The UK water industry, notably Severn – Trent, is the latest example of unacceptable delivery standards – in the case of water, its overflowing storm drains and polluted beaches – alongside fat shareholder returns and high senior management pay arising out of having privatised much of its infrastructure some time ago. Ongoing high Non Revenue Water (perhaps 20% in England & Wales compared to, just to pick an example, Cambodia‘s 6%) barely rates a mention. Philip Stevens argues in the FT that more public sector involvement is needed but doesn’t explore what this might entail. Let Logie Group do it for him.
The problems in the UK have largely derived from too little regulation of what are, after all, local monopolies. You can’t blame the likes of MacQuarie who have a mandate to make money for their investors, for taking advantage of opportunities presented to them.

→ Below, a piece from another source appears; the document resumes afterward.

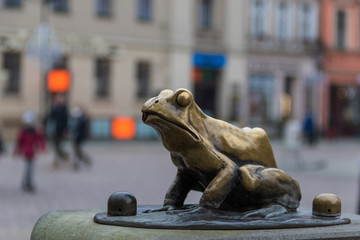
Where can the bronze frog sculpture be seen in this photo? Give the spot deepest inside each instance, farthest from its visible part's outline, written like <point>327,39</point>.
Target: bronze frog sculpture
<point>234,167</point>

Since 1964 here in HK, the two power companies, CLP and HK Electric, have operated vertically integrated generation / transmission / distribution businesses under Schemes of Control (SoCs, CLP here, HKE here) whereby (broadly), so long as they meet various performance criteria, they may earn an 8% rate of return on average net fixed assets (fuel cost is a pass through); the govt periodically approves an investment plan for those fixed assets, i.e. a Regulated Asset Base (RAB) model. The result is a World class delivery to consumers.
It probably helps that both utilities, although listed, are controlled by local families (CLP by the Kadoories, HKE by Li Ka Shing), both of whom are already rich, have some political influence and who can therefore take a long term view.
Curiously, in HK responsibility for the two types of water has remained in the public sector, split between the Drainage Dept and the Water Supplies Dept. Service is also World class although inefficiencies have arisen.
Having long ago installed Schemes of Control in its then colony, the UK should apply comparable regulation closer to home, namely:
- Change the regulatory regime so as to incentivise investment along the lines of the HK SoC / RAB models;
- Whilst at it, jack up the penalties for missing performance targets;
- And impose a high level restriction on the gearing / leverage in utilities’ balance sheets.
If the shareholders squeal a bit, the govt will know that it’s got it about right.